Well the 2023 MLB draft has come and gone, the Atlanta Braves officially announced their signing class, and before the trade deadline we wanted to get out the midseason top 25 prospects list. We’ll kick it off today, as we always have in the past, with our honorable mentions on guys that just missed the top 25. Now, not all of these six players were in the 26 to 31 range on our list, but rather interesting names that either just missed or that haven’t gotten attention before despite being solid players.
Ceballos is the only draftee on the honorable mentions (five made the top 25) and was one of the closest shaves to clearing into the top 25. When we expand to a top 30 next spring he is a lock to join that list. Ceballos was the Braves third round pick in the 2023 draft, and quickly we’ve grown to like the combination of a hit tool and power potential. What’s more Ceballos can play a good third base with his hands and reactions, though his top end speed is limited and limits where he can fit in professional baseball. Ceballos had a strong year at Oregon with 18 home runs and a .426 on base percentage, and is a player that we are hopeful will shoot up this list once we get a long look at him against professional competition.
You may not remember this, but back in the 2019 draft Owens was considered one of the gems of that deep class of players. Owens received the same signing bonus as third-round pick Michael Harris II and more than Vaughn Grissom, but his career for various reasons hasn’t taken off in the same way. For one, Owens was unlike those two not on the alternate site in 2020 and thus missed a lot of development time, and since then has battled with injuries. This was always a concern given his size, and his long term future will be in the bullpen although he is currently starting in Mississippi. Owens has a blender for a curveball, and has carved hitters up to the tune of 9.5 K/9 and a 2.27 ERA in Rome. The biggest development has been his command, as he’s only walked 10 batters in 42 innings this season and has been the most consistent pitcher in the lower levels of the system. If we believed he was a starter long term he would likely be in the top 25, but for now he is viewed as an interesting relief prospect who is approaching Rule 5 eligibility and could advance quickly.

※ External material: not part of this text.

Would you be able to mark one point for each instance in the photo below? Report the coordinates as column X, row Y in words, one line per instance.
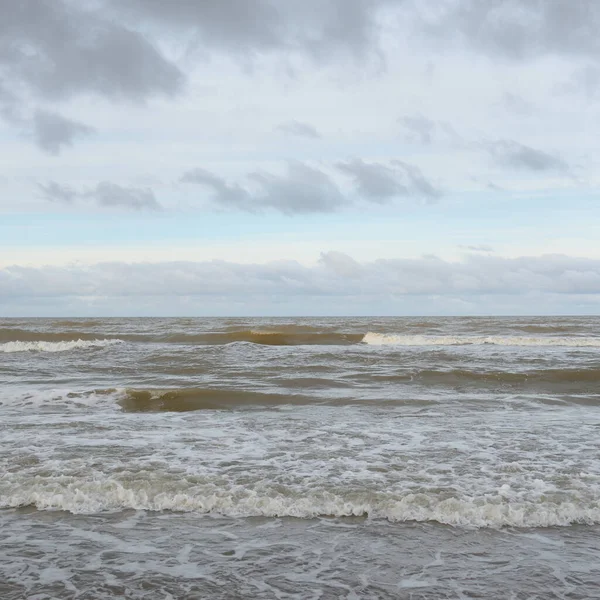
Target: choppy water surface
column 300, row 458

Casanova falls into the category of interesting player who hasn’t really gotten much attention yet. His surface level numbers are mediocre at best and coming in the same class as Ambioris Tavarez has overshadowed him a bit. Still, Casanova has been better than Tavarez his entire career, and as a 19 year old this season has put up an 89 wRC+ despite being hurt by a .252 BABIP. Casanova has too much swing-and-miss at this stage and lacks the ability to play a premium defensive position, but he has a solid approach at the plate and burgeoning raw power. Casanova has a solid metric backing with his average and high end exit velocities, and is being held back by a 52% ground ball rate. Given that he is just 19 years old there have been a number of positive signs and he could be a key breakout candidate for 2024.
Luke Waddell Waddell is the most notable absence from the top 25, with the biggest hold-up being his lack of high-end potential. Waddell can undoubtedly hit and despite missing most of 2022 with injury has come back to be the Mississippi Braves’s most consistent offensive threat. He’s also seen a surge in power production this year to a tune of a .156 isolated power, though that’s partially a case of a good run in the past couple of weeks that will even out over time. Hit tools are valuable and Waddell’s is good enough for him to carve out a bench role at the next level, but his lack of foot speed and arm strength limits him to second base and perhaps left field on a regular basis. It’s unlikely that he hits for the power necessary to be an everyday starter, but if he can maintain his current power production he could find a low-end starter role at the next level.
Due to the trade of Victor Vodnik to the Colorado Rockies Waddell has been moved into the top 25.
I’ve talked somewhat about Lara in the past and he is certainly a favorite of mine, fitting in similarly to how Roddery Munoz looked in 2021. There are red flags especially in his command and lack of a third pitch, but there is no doubting the talent on display when you watch Lara pitch. Lara tops out in the upper 90’s with solid carry and he matches that with a potentially above average slider that should give him solid relief potential. Lara has managed a 3.41 FIP at Single-A Augusta this year, and he’s still very young as he was debuted just last summer and went straight from the DSL to Single-A this year as a 20 year old. Lara is tall, athletic, and has elite arm talent but has a lot of development left to learn how to pitch. Lara has been a mild breakout this year and is one that I expect to start getting more attention in 2024.
If Cody Milligan had not spent most of this year injured there was a good chance for him to slide into our top 25. As it is he just missed the top 25 and was a player that I personally had rated safely in that range. His strikeout rates this year have been concerning, but he’s hitting the ball much harder which was the knock on his game before. Milligan has a consistent line drive stroke and a great eye at the plate which gives him solid on base skill, though he will need to cut back closer to what his strikeouts were in past seasons to stick. Defensively his arm limits him, but he is athletic and despite just being moved to center field for the first time in his life last year he has already solidified himself as the system’s best minor league outfielder. Now back healthy Milligan has had a little trouble sliding back into the lineup, but the hope is that he will finish the year strong and he could sneak into the top 30 this spring.